Voice quality must be considered beyond the boundaries of the enterprise network for a very simple reason: many calls are placed to or from somewhere on the outside. Businesses regularly communicate with customers, suppliers and business partners, and often outsource entire functions to separate organizations. Even within the enterprise, many workers may prefer a mobile phone as their primary means of communication; and employees routinely call—or get calls from—coworkers while at home.

Given this reality, no enterprise-wide VoIP system can be considered an island. For communications with “outsiders,” the enterprise has no control over anything except, of course, its own efforts to eliminate external impairments to call quality. For communications among multiple offices within the enterprise, there are basically three options. One is to treat the intervening WAN as an “IP pipe,” in which case the enterprise takes full responsibility for voice quality.
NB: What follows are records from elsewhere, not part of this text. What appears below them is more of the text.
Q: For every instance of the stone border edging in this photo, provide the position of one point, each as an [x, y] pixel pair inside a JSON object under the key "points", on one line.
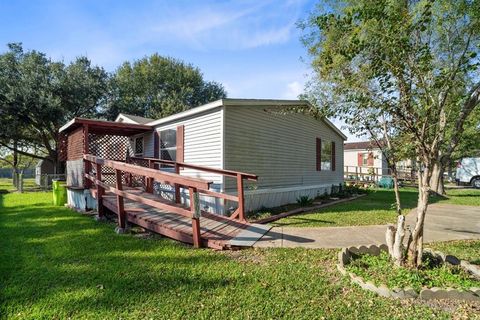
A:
{"points": [[346, 255], [304, 209]]}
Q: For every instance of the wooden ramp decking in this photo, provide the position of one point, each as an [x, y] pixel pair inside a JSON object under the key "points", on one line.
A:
{"points": [[216, 231]]}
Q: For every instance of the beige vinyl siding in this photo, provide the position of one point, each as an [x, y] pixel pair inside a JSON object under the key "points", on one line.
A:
{"points": [[147, 144], [279, 148], [202, 142]]}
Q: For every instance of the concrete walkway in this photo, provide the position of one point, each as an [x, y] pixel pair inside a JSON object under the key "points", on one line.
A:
{"points": [[443, 222]]}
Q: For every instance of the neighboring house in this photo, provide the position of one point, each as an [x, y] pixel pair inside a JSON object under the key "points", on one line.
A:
{"points": [[367, 159], [293, 154]]}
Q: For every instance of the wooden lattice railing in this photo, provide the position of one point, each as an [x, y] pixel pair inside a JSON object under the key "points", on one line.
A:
{"points": [[122, 169], [239, 198]]}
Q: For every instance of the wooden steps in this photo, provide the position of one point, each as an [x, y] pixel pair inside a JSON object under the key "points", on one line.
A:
{"points": [[216, 231]]}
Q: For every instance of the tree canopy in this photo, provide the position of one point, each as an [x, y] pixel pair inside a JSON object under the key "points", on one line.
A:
{"points": [[38, 96], [412, 65], [157, 86]]}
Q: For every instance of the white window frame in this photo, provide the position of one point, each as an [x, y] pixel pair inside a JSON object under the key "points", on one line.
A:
{"points": [[160, 149], [365, 157], [325, 143]]}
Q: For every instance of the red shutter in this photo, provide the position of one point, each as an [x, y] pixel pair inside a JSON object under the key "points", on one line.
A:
{"points": [[360, 159], [180, 143], [156, 144], [319, 154], [333, 156], [370, 159]]}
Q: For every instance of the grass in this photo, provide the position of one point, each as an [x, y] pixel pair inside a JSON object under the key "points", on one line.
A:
{"points": [[380, 270], [58, 264], [377, 208], [7, 184], [468, 250], [467, 197]]}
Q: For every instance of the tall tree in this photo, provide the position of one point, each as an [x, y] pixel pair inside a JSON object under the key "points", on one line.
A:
{"points": [[38, 96], [156, 86], [415, 61]]}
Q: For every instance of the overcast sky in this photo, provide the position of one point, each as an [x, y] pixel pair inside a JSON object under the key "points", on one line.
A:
{"points": [[252, 47]]}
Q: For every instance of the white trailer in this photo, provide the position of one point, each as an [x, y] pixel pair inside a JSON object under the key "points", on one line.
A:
{"points": [[468, 171]]}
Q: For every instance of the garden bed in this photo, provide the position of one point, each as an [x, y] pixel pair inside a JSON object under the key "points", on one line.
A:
{"points": [[275, 214], [440, 277]]}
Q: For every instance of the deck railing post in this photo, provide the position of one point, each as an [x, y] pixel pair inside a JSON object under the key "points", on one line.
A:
{"points": [[195, 209], [178, 198], [100, 191], [120, 203], [241, 198]]}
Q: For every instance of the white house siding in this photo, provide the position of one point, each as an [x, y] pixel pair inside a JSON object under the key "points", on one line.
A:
{"points": [[351, 162], [281, 150], [147, 144], [203, 147]]}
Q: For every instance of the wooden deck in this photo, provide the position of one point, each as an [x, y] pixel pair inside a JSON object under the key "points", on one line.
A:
{"points": [[216, 232], [171, 218]]}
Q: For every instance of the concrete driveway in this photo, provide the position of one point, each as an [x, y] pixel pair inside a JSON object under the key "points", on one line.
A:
{"points": [[443, 222]]}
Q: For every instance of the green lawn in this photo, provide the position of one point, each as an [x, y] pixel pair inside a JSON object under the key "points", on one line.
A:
{"points": [[58, 264], [374, 209], [463, 249], [7, 185]]}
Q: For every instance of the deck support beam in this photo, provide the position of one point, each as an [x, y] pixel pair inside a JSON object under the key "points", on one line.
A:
{"points": [[120, 203], [241, 198], [178, 198], [100, 192], [195, 208]]}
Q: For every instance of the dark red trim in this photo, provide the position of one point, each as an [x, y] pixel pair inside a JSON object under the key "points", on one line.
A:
{"points": [[319, 154]]}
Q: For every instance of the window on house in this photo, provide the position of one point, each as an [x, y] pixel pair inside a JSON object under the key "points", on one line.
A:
{"points": [[326, 158], [168, 145], [139, 146], [325, 155], [365, 159]]}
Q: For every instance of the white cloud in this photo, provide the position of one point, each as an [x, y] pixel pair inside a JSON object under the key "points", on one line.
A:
{"points": [[294, 89], [239, 25]]}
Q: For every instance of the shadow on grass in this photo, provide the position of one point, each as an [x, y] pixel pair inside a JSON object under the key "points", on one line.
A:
{"points": [[56, 255]]}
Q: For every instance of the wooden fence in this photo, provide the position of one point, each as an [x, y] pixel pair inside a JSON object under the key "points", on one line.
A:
{"points": [[374, 174]]}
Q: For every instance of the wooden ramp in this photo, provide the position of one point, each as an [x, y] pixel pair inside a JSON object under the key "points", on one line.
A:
{"points": [[216, 231], [139, 205]]}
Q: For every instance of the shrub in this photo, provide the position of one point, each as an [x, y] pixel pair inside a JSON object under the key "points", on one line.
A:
{"points": [[304, 201]]}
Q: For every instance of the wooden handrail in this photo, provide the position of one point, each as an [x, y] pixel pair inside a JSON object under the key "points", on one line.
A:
{"points": [[229, 173], [239, 176], [170, 178], [165, 177]]}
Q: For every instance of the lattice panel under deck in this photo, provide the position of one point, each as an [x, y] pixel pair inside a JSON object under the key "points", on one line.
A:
{"points": [[108, 146]]}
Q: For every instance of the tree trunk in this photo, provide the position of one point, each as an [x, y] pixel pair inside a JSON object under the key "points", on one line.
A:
{"points": [[416, 245], [436, 181], [396, 189], [398, 244], [15, 163]]}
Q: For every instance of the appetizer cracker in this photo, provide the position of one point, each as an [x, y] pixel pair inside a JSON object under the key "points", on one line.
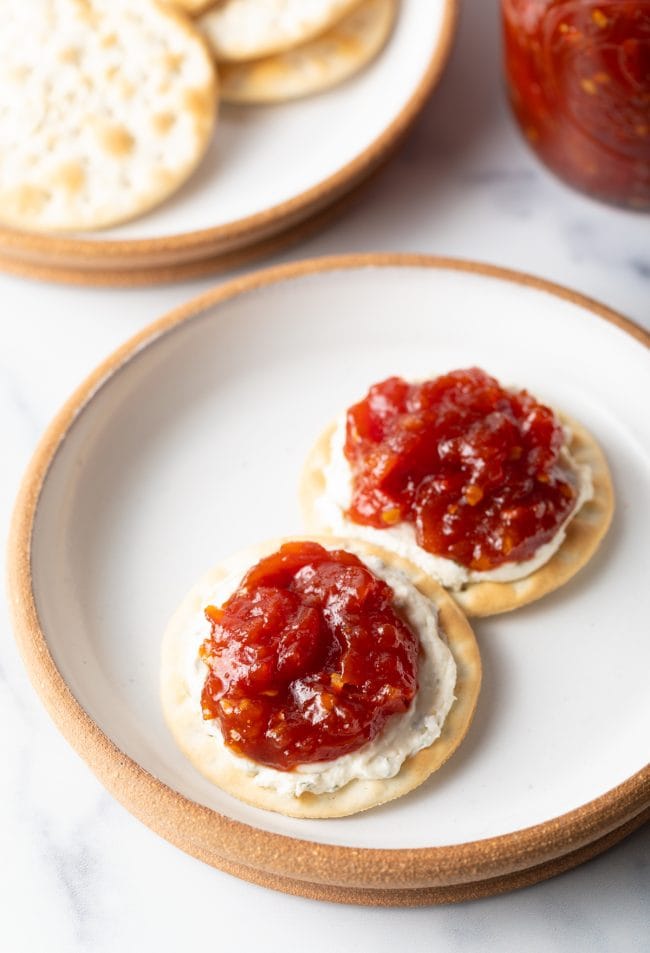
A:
{"points": [[447, 691]]}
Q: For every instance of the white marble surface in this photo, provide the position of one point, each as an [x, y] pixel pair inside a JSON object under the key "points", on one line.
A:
{"points": [[77, 872]]}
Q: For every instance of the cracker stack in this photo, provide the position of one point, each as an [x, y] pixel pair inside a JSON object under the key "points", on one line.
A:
{"points": [[274, 50], [106, 107]]}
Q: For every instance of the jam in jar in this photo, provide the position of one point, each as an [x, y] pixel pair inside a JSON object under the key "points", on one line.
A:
{"points": [[307, 659], [578, 76]]}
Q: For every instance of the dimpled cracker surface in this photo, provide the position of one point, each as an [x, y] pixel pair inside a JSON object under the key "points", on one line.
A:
{"points": [[106, 107], [315, 66], [248, 29]]}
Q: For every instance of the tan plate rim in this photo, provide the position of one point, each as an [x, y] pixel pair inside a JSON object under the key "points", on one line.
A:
{"points": [[42, 248], [203, 832]]}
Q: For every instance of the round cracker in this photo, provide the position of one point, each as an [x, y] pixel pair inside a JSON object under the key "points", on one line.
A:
{"points": [[583, 534], [250, 29], [106, 107], [315, 66], [188, 728], [195, 7]]}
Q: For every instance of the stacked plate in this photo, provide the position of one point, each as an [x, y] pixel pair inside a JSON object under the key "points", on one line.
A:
{"points": [[271, 175]]}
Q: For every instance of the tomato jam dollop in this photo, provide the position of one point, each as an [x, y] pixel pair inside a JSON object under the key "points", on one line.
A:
{"points": [[475, 468], [307, 659], [578, 75]]}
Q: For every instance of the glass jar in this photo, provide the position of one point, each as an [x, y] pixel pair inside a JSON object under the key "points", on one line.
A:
{"points": [[578, 76]]}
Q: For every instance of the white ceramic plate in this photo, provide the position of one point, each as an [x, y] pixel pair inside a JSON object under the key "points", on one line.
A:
{"points": [[270, 167], [187, 445]]}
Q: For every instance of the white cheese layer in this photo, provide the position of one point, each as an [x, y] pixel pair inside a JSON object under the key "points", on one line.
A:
{"points": [[403, 735], [332, 505]]}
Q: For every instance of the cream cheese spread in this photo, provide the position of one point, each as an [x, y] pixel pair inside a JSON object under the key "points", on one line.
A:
{"points": [[331, 507], [403, 735]]}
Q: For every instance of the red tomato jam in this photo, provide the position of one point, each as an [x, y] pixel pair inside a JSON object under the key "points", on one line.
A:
{"points": [[578, 74], [307, 658], [475, 468]]}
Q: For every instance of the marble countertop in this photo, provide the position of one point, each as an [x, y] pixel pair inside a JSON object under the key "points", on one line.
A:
{"points": [[78, 872]]}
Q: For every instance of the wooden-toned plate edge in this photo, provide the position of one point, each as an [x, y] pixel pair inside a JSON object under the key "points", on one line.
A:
{"points": [[224, 841], [41, 248]]}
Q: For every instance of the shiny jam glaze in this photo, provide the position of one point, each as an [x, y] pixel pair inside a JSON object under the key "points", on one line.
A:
{"points": [[475, 468], [307, 659], [578, 74]]}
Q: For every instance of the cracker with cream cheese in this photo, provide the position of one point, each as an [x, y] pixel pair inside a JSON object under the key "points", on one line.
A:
{"points": [[314, 66], [208, 753], [249, 29], [106, 108], [584, 532]]}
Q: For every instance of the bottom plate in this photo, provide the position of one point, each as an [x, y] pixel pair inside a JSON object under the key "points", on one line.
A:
{"points": [[434, 896], [187, 443], [138, 276]]}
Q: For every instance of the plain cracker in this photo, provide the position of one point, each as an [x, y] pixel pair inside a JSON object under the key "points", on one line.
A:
{"points": [[106, 107], [186, 722], [583, 533], [316, 65], [249, 29]]}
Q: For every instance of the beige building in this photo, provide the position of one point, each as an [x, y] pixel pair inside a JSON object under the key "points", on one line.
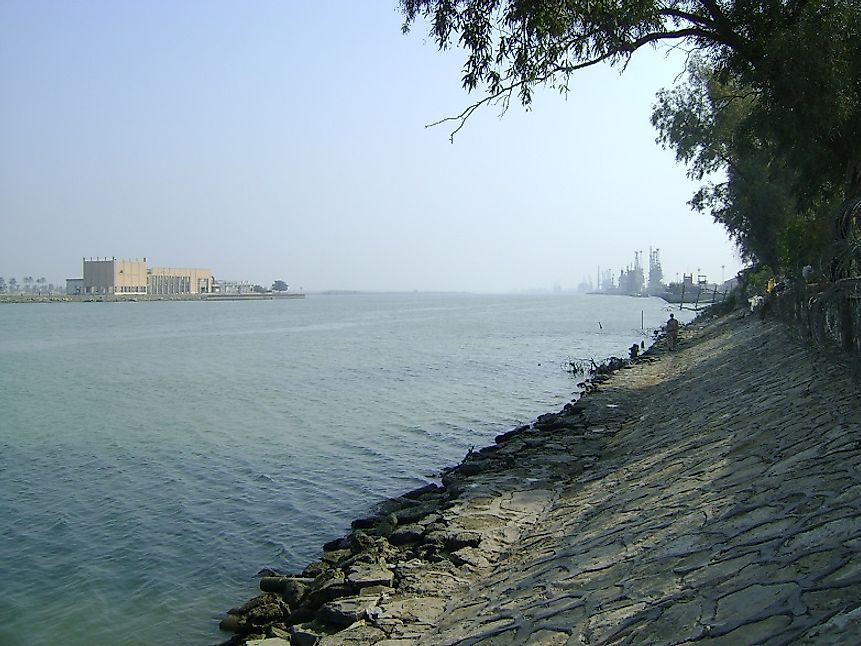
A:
{"points": [[129, 277], [172, 280], [112, 276]]}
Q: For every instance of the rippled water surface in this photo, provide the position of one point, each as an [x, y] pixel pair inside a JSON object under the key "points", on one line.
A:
{"points": [[154, 456]]}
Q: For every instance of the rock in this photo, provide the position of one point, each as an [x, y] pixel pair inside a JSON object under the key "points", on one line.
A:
{"points": [[365, 523], [315, 569], [459, 540], [336, 556], [231, 623], [345, 612], [469, 556], [407, 534], [304, 635], [267, 613], [328, 586], [363, 576], [412, 515], [504, 437], [295, 589], [421, 491]]}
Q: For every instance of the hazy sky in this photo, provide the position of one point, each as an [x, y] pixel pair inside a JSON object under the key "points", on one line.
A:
{"points": [[287, 140]]}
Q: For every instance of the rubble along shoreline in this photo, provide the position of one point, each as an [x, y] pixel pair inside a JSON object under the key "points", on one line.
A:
{"points": [[396, 568], [709, 495]]}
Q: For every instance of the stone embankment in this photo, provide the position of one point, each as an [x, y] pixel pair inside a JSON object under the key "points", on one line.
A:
{"points": [[707, 495]]}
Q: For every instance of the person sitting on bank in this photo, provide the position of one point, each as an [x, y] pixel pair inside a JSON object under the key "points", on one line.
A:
{"points": [[672, 327]]}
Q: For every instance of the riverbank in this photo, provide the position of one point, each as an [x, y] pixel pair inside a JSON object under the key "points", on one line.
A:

The second option is to outsource the entire IP telephony solution to a service provider, in which case the service provider is responsible for handling everything from end-to-end—hopefully in a satisfactory manner. The third choice involves a myriad of possibilities in between in-house and outsourced implementations.

As VoIP becomes more prevalent, there will be increasing opportunities for the enterprise to leverage external services without sacrificing control. VoIP technology is gradually displacing its predecessor—time division multiplexing—in the PSTN. Mobile carriers will begin to do the same with advent of third- and fourth generation broadband wireless technologies. Even cable companies, or multiple system operators that have long offered VoIP services to their residential subscribers, are now targeting businesses. There are also the Managed Virtual Network Operators that add value by bundling a variety of services from multiple providers to create a complete, managed solution.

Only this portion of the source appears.